The ACG is equipped with Lockheed Martin F-35 Lightning II, and F/A-18F Super Hornet fighter and attack aircraft, Boeing EA-18G Growler Electronic Warfare aircraft, PC-21 (Forward Air Control) and BAE Hawk trainers. Each of these aircraft has a different role.

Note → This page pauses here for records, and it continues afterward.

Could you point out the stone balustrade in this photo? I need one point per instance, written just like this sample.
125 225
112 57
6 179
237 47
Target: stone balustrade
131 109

The F-35 replaced the McDonnell Douglas F/A-18 Hornet in Australian service. The F/A-18 was retired from RAAF service in late 2021.

=== Fighter and Electronic Warfare aircraft ===
The Australian Government replaced the F/A-18A and B with the F-35A Lightning II, starting in 2017 and with the expected final aircraft of the 72 ordered arriving in 2023. The F/A-18F Super Hornet is a dedicated strike aircraft in RAAF service and are considered superior to the F-22 Raptor in their ability to acquire and track moving ground targets. The RAAF's No. 6 squadron based at RAAF Amberley operates Boeing EA-18G Growler Electronic warfare aircraft.

=== Training aircraft ===
The BAE Systems Hawk Mk127, is a British advanced jet trainer which first flew in 1974 as the Hawker Siddeley Hawk. ACG operations 33 Hawks as trainers, and these aircraft have a limited air-to-air and land strike capability. The Pilatus PC-21 Forward Air Control (FAC) is a variant of the Pilatus PC-21 used by the RAAF as advanced pilot training aircraft.